Many businesses are also facing lawsuits because the Department of Justice has concluded that websites are places of public accommodation, requiring accessibility to all visitors, but it has failed to regulate standards of accessibility. This makes every category of business, including private-sector, public-sector and education, vulnerable.
Making things even more complicated, the progress that had been made over recent years in establishing guidelines and protocols is now in jeopardy because in 2017 the White House reversed its commitment and instead decided to undo the regulatory process, leading to a reverse in website accessibility decisions including halting enforcement actions against businesses with relaxed website accessibility. The courts are now left to be arbiters of these standards.
Awareness of the importance of web accessibility has grown among university and business leaders in recent years partly due to numerous well-publicized lawsuits and now due to the uncertainty about enforcement, litigation is increasing quickly.
Universities that receive federal financial aid are required by law to make reasonable accommodations to ensure their web content is accessible to everyone, including but not limited to people who are blind, deaf or have limited mobility. This is a huge challenge.
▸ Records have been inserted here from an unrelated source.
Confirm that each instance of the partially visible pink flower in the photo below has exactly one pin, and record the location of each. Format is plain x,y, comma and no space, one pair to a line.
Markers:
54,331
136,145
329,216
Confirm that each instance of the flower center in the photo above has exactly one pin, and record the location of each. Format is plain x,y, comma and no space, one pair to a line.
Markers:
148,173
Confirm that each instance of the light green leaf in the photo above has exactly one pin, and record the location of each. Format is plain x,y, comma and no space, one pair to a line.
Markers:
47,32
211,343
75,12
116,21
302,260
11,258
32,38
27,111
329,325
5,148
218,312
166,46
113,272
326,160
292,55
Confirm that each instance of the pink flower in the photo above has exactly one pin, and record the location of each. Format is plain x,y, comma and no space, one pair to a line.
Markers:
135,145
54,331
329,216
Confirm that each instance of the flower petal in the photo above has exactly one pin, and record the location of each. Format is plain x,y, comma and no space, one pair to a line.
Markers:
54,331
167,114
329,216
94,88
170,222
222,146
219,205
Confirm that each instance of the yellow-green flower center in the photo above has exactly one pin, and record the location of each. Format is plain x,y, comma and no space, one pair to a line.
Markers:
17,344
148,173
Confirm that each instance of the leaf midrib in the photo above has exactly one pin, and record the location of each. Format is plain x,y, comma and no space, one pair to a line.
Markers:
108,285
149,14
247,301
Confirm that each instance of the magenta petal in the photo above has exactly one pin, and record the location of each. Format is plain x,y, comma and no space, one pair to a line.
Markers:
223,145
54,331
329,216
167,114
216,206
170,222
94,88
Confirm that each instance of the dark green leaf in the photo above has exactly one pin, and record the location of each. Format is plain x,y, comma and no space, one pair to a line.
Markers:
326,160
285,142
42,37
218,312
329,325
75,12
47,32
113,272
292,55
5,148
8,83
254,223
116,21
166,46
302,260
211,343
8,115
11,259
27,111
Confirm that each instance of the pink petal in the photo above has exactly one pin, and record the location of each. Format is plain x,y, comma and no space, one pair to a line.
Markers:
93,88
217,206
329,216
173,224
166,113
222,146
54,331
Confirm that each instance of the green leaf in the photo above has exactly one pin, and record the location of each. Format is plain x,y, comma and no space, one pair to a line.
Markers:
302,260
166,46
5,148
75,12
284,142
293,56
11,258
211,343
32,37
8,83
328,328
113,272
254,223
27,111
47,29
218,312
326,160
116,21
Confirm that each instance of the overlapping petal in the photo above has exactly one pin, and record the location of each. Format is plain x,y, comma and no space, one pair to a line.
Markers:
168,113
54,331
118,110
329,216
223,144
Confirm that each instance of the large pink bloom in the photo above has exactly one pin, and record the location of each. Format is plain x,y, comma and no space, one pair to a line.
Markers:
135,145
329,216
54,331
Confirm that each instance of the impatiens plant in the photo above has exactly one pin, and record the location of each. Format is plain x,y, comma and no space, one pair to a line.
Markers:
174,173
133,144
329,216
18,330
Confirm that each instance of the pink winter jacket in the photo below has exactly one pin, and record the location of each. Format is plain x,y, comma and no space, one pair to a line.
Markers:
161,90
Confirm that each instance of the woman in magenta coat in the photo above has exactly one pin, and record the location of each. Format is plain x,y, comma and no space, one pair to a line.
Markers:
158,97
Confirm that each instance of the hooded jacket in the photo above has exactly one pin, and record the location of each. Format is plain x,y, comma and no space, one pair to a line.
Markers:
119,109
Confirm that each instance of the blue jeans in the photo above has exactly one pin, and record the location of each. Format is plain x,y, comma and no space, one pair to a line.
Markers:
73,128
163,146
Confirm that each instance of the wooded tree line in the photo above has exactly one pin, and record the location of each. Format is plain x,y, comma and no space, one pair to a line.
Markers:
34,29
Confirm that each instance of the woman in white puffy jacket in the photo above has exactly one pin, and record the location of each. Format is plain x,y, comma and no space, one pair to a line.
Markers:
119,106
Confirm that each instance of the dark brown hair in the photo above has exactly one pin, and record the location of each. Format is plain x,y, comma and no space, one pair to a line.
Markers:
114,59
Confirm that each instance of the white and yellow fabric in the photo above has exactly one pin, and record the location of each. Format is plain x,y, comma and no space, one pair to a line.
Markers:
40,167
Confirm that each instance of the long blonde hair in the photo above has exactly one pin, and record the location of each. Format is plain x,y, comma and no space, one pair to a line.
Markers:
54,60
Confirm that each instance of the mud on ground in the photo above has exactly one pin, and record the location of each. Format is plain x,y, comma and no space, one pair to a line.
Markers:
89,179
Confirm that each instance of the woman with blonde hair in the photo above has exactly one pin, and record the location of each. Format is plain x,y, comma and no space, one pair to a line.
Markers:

Educational institutions alone can have thousands of web pages, with hundreds of faculty members and staff constantly adding, removing or changing content, making it difficult to monitor content for accessibility.
Regulation guidance is needed, and previously when the DOJ signaled that the minimum standards and guidelines created by the World Wide Web Consortium (W3C), (which is an organization devoted to the development of WWW protocols and guidelines) would become the working model, many legislators from both sides of the aisle, even those who are typically hostile to regulation, joined to urge the implementation of uniform accessibility standards. Until the DOJ acts, the threat of non-compliance lawsuits will continue to grow.
Thousands of website owners around the country are being sued for claimed ADA violations. Per the New York Law Journal by the mid-point of 2018, over 1,000 lawsuits had already been filed—more than all cases filed in 2017.
ADA website cases are difficult to defend because the U.S. courts have not addressed what should constitute ADA minimum “accessibility,” nor has any court endorsed any standard other than acknowledging that Web Content Accessibility Guidelines (WCAG) 2.1 has emerged as a de facto standard.